Seavey, in his video, said his team “had a drug test” and had attempted to work with race officials to “get the information out there.”

Instead, the top-ranked dog racer said he was duped. Seavey said he was caught off guard by the committee’s public declaration of the alleged dog doping, saying he thought race officials would address the issue by instituting certain fixes and tighter security.

“I believe that they had come to that conclusion that I had been cleared of all wrongdoing,” he said. “They were going to protect our food drops, they were going to have surveillance [added] at checkpoints.”

It’s unclear if any of these measures have been instituted.

“The Iditarod can try to run me over,” he said. “They can try to throw me under the bus. But I’m going to be honest with myself and they are going to find out I don’t fit under the bus.”

Seavey said he’s “never knowingly broken any race rules” and that when it comes to doping he’s “never given any banned substances to my dogs.”

The rules, which were updated this month, ban racers from using any kind of injectable, oral or topical drugs to mask injury or be “used to drive a dog or cause a dog to perform or attempt to perform beyond its natural ability.”

In terms of testing, mushers must submit their dogs’ urine or blood samples up to six hours after the team’s finish.

Mushers are required to protect the diet of their dogs from being tainted or they are “strictly liable for all positive tests for prohibited drugs and procedures of dogs in their team,” according to the rules.

Accused mushers could be forced to take a polygraph test and if anybody is found to sabotage another musher or their dogs, directly or indirectly, he or she “will be subject to discipline of disqualification and/or a ban,” the rules state.

Seavey said he is determined to sideline himself for good if that’s what it takes to get at the truth.

“I don’t care if I never race another dog race,” he said in the video. “I don’t care if I make another cent which is my life this sport.”

He continued, “I will not spend the rest of my life looking in the mirror knowing that I backed down when I did nothing wrong.”

Seavey acknowledged that his decision to release his video response was a direct violation of the race’s governing board.

“I fully expect that after this I will be banned from the Iditarod based on the gag rule,” he said, as he threw his hands up. “I have no choice though.”

So far, Seavey hasn’t been sanctioned because the board lacked the ability to prove intent, based on a statement it released.

Seavey took second place behind his 58-year-old father, Mitch, in this year’s race.

Chas St. George, an Iditarod spokesman, told The Associated Press that race officials “can’t rule anything out.”

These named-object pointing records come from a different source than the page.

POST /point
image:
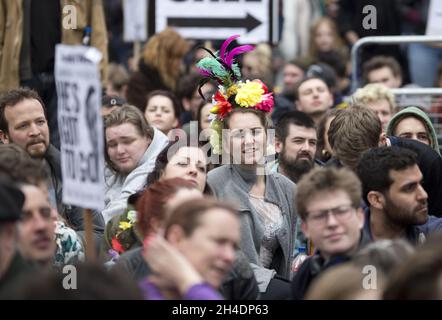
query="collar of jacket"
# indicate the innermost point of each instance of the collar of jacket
(412, 233)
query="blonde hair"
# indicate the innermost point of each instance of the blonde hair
(159, 52)
(263, 54)
(374, 92)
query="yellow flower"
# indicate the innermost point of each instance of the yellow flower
(249, 94)
(124, 225)
(233, 89)
(216, 136)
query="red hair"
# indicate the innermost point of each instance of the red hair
(152, 202)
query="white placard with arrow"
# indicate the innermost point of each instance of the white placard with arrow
(206, 19)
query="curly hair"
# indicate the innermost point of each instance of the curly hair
(161, 49)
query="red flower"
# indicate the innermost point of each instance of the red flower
(224, 106)
(116, 245)
(266, 104)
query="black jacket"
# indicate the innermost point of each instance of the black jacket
(141, 83)
(239, 285)
(314, 265)
(430, 164)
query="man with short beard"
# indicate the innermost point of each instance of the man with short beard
(23, 122)
(397, 202)
(296, 140)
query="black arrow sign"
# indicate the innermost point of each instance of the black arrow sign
(249, 22)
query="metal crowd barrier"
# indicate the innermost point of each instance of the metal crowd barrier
(383, 40)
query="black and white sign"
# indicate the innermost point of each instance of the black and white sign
(80, 124)
(216, 19)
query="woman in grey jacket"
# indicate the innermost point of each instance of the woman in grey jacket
(265, 200)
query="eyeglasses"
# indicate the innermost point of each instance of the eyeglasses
(341, 213)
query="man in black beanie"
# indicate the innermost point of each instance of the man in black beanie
(12, 265)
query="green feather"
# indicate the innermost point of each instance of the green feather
(214, 67)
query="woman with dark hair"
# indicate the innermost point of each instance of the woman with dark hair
(159, 66)
(175, 160)
(323, 149)
(162, 110)
(195, 255)
(158, 199)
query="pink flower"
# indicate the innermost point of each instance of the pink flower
(266, 103)
(223, 106)
(116, 245)
(264, 87)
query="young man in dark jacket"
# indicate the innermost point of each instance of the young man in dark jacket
(328, 202)
(23, 122)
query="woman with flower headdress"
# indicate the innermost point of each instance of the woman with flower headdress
(268, 219)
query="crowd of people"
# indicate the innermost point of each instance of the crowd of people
(230, 172)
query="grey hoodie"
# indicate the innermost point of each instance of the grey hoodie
(419, 114)
(119, 187)
(233, 183)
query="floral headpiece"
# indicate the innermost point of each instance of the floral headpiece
(233, 92)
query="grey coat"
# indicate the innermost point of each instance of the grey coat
(233, 183)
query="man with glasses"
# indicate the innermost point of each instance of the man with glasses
(328, 202)
(397, 202)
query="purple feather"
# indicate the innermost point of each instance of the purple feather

Before naming Seavey, Iditarod officials said in a statement Monday that a drug testing team collected urine samples from four of the unnamed musher’s dogs in Nome, Alaska, six hours after the team completed the race.

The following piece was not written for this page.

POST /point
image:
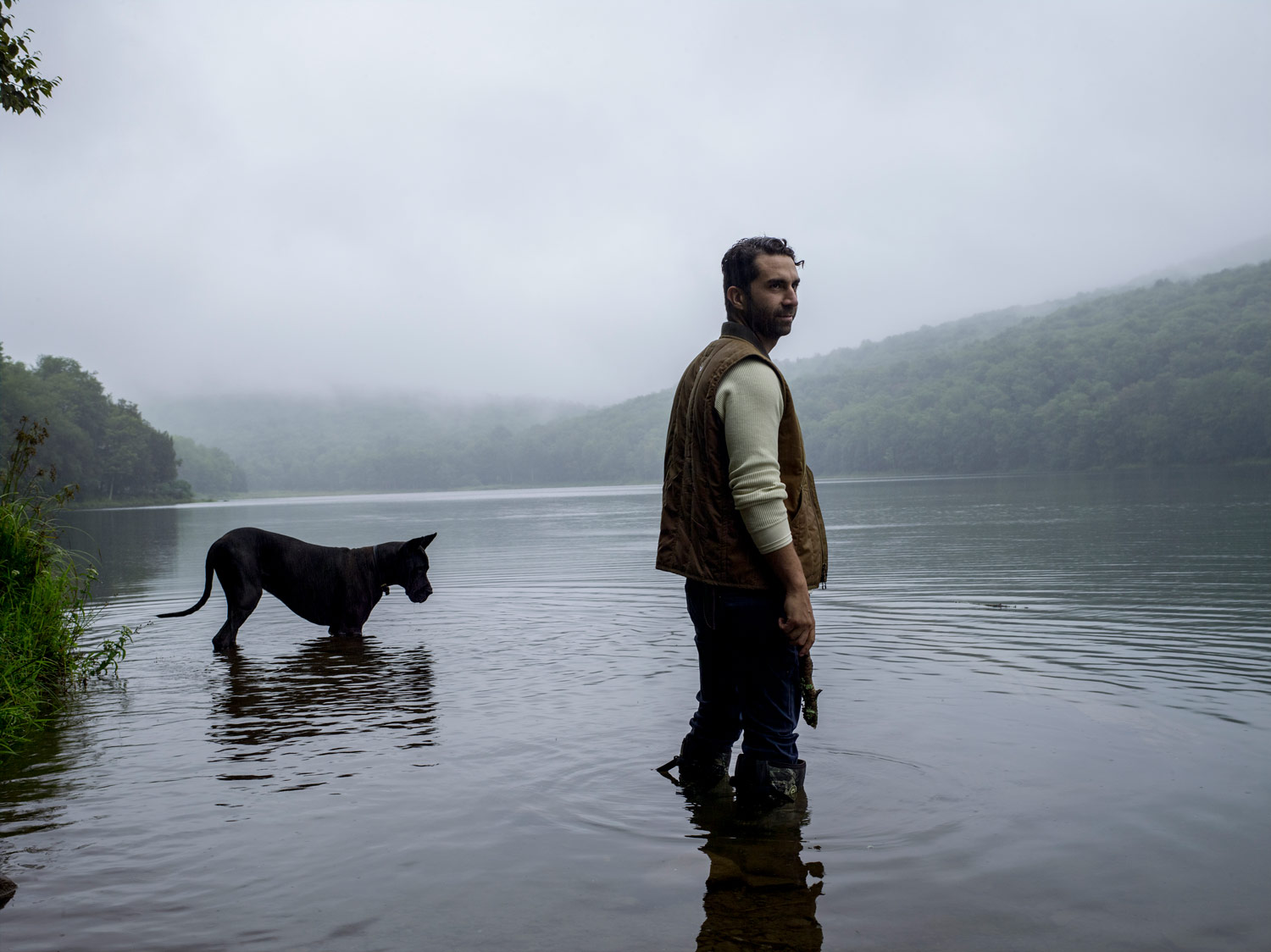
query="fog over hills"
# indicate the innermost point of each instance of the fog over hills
(1054, 385)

The sealed dog urine samples were shuttled to a lab two days later, where they twice tested positive for tramadol, the statement said.

When Seavey learned he was under investigation for allegedly doping his dogs, he said he was on an overnight camping trip with his daughter Annie.

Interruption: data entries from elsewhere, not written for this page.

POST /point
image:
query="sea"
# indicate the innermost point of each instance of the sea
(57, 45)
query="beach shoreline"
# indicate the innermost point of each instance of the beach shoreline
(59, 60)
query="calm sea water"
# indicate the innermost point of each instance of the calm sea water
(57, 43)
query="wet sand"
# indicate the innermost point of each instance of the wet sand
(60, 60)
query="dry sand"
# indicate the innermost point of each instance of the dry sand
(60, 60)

“I get the worst phone call of my life,” he said in the YouTube video.

He went on to say that tramadol, the drug in question, was one that “I personally have never administered.”

The sled racing champ said he did an audit with his team and kennel and found that he was clean.

“I know I’m supposed to say I accidentally gave this to my dogs, but I have to tell you there is less than a half-percent chance that that happened,” he said in the video.

Seavey said he was willing to be questioned with a polygraph machine and risk his livelihood for other racers.

“I tried to cooperate fully,” he noted. “I apologize to my fellow mushers that this race is about to hit a rough patch. I love the Iditarod … the board is not the Iditarod.”

ABC News has reached to Dallas and Mitch Seavey for comment. Officials from the Iditarod Trail Committee did not immediately respond to ABC News’ request for comment.